Couple: Ils rallument la flamme de leur premier amour

Retour du premier amour jennifer lopez ben affleck

«Il ne s’agit pas toujours de la toute première histoire amoureuse, mais c’est la première fois qu’on aime aussi fort, c’est une rencontre de l’ordre de l’évidence.» - Saverio Tomasella, docteur en psychologie et psychanalyste.

© Getty Images

Ils ont vécu, chacun de leur côté, des mariages, des divorces et des idylles pansements sans lendemain. Mais Jennifer Lopez, 52 ans, et Ben Affleck, 49 ans, se sont finalement retrouvés après quasi deux décennies pour rallumer la flamme de leur grand amour de jeunesse. Lubie de people un peu déboussolés? Coup de folie typique de Hollywood? Pas si sûr.

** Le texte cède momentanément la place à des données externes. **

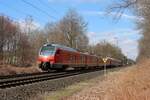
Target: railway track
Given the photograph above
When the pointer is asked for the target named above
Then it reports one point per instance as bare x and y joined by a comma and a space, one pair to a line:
37, 77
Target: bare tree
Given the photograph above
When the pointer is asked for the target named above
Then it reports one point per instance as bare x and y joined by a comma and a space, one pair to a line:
73, 28
69, 31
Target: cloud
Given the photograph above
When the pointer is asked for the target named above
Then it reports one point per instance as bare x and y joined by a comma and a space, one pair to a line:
112, 14
33, 26
75, 1
127, 40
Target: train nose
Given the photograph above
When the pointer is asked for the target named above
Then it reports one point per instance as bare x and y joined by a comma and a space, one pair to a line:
46, 58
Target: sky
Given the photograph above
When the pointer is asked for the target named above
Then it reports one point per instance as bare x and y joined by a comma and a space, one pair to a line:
101, 26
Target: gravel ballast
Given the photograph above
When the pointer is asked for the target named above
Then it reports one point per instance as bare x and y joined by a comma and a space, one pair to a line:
26, 92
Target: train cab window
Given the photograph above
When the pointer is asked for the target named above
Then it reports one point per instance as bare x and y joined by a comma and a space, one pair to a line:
47, 50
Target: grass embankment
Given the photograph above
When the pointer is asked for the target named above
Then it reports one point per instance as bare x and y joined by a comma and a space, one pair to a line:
131, 83
12, 70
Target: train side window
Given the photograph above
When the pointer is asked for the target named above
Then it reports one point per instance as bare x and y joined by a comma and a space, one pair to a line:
58, 52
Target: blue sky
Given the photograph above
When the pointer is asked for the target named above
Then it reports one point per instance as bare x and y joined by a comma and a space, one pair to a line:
100, 26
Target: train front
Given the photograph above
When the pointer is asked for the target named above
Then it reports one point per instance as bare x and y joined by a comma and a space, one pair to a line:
46, 57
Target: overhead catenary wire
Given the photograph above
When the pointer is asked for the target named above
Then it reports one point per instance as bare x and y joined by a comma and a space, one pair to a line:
43, 3
39, 9
16, 10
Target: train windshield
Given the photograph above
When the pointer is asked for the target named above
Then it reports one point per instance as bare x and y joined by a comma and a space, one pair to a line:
47, 50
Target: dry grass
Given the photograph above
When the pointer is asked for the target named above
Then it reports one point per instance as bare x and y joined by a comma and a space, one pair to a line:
130, 84
11, 70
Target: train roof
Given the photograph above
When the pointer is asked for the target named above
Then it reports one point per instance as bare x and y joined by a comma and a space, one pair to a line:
62, 47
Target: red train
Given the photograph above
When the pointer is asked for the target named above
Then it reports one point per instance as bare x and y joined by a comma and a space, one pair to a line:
58, 57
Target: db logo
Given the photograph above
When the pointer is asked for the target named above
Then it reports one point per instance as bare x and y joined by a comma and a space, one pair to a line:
104, 60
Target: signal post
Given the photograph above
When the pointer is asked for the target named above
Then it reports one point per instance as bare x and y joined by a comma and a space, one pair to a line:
105, 69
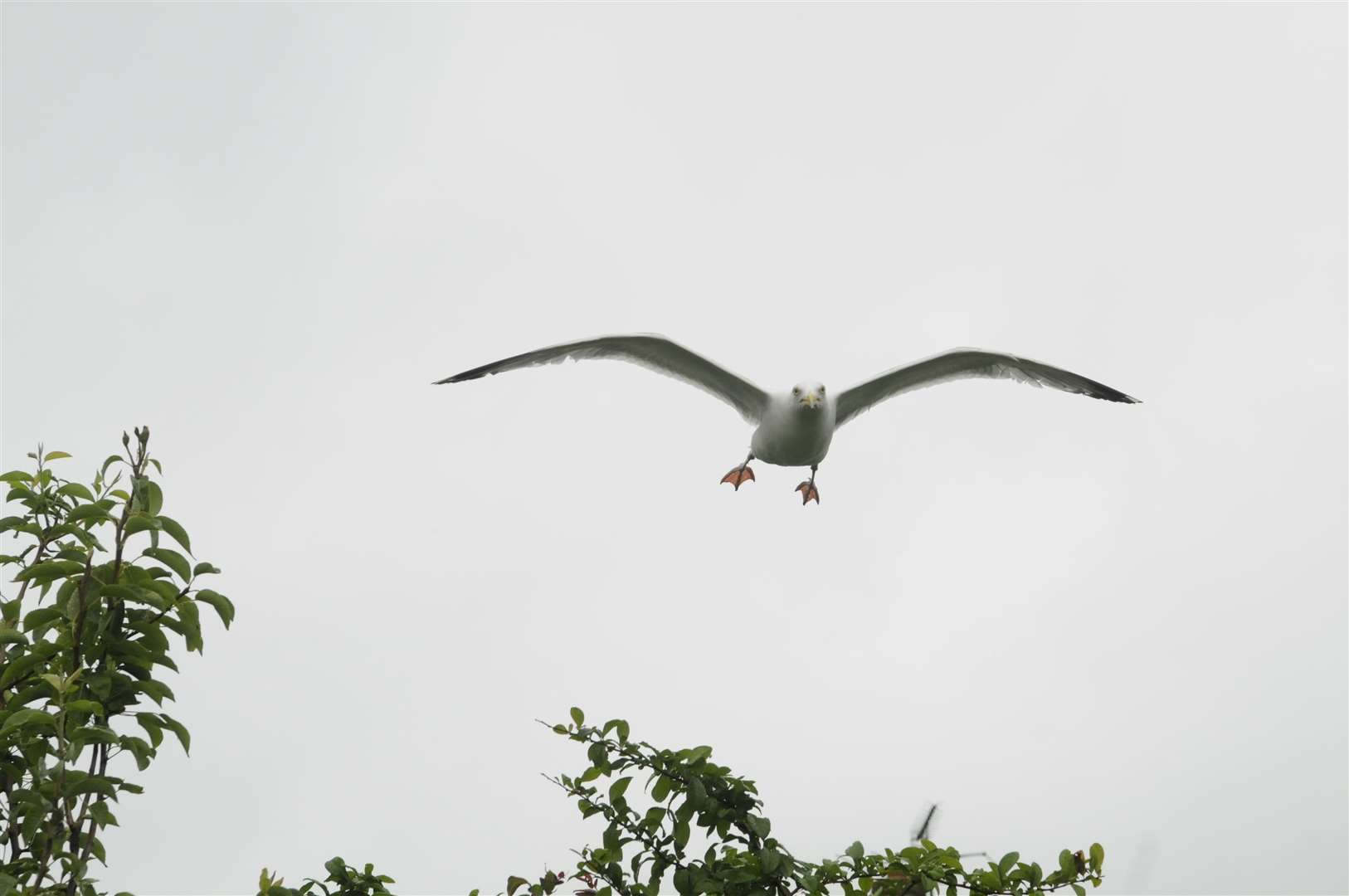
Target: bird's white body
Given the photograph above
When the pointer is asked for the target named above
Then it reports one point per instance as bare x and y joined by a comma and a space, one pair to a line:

Car le premier véritable amour, celui qui marque votre jeunesse, celui qui met des galaxies entières dans les yeux et donne envie de se la jouer Bonnie and Clyde contre le reste du monde, semble continuer à nous hanter pendant des années, des décennies, voire toute la vie. Au point parfois, à l’image de Jennifer et de Ben, d’inspirer le désir d’un recommencement.

La preuve? Selon une étude britannique publiée en 2020 et relayée par le média express.co.uk, 60% des adultes pensent régulièrement à leur premier amour. Encore plus étonnant: 40% nourrissent toujours des sentiments pour cette personne et un sur huit est même en contact avec elle via les réseaux sociaux.

Combien osent ensuite franchir le pas pour se remettre ensemble? «On ne dispose pas, à ma connaissance, de données sur le sujet dans la littérature scientifique», regrette Nicolas Favez, professeur en psychologie à l’Université de Genève. Mais tous les spécialistes s’accordent pour le dire: revivre un premier amour est plus courant qu’on l’imagine. Un phénomène peut-être même boosté par la pandémie. «J’ai rencontré Pasquale lors d’un séjour linguistique en Allemagne en 1996, raconte Muriel, 46 ans aujourd’hui. J’avais 18 ans, et lui 20. Notre histoire a duré deux mois, assez intenses, puis il est reparti en Italie, en principe juste pour une semaine, mais il n’est jamais revenu. On s’est appelé une fois ou deux, mais ensuite plus rien. Je ne l’ai jamais oublié, j’y pensais fréquemment, je l’avais cherché sur internet mais je n’avais que son nom et son prénom, assez courants! Et puis l’année passée, je l’ai retrouvé sur Facebook, juste avant le confinement. On s’est connecté, on s’est écrit puis rapidement on s’est mis à se parler au téléphone tous les soirs. En juin, nous avons enfin pu nous voir, à Milan, et ça a été incroyable.»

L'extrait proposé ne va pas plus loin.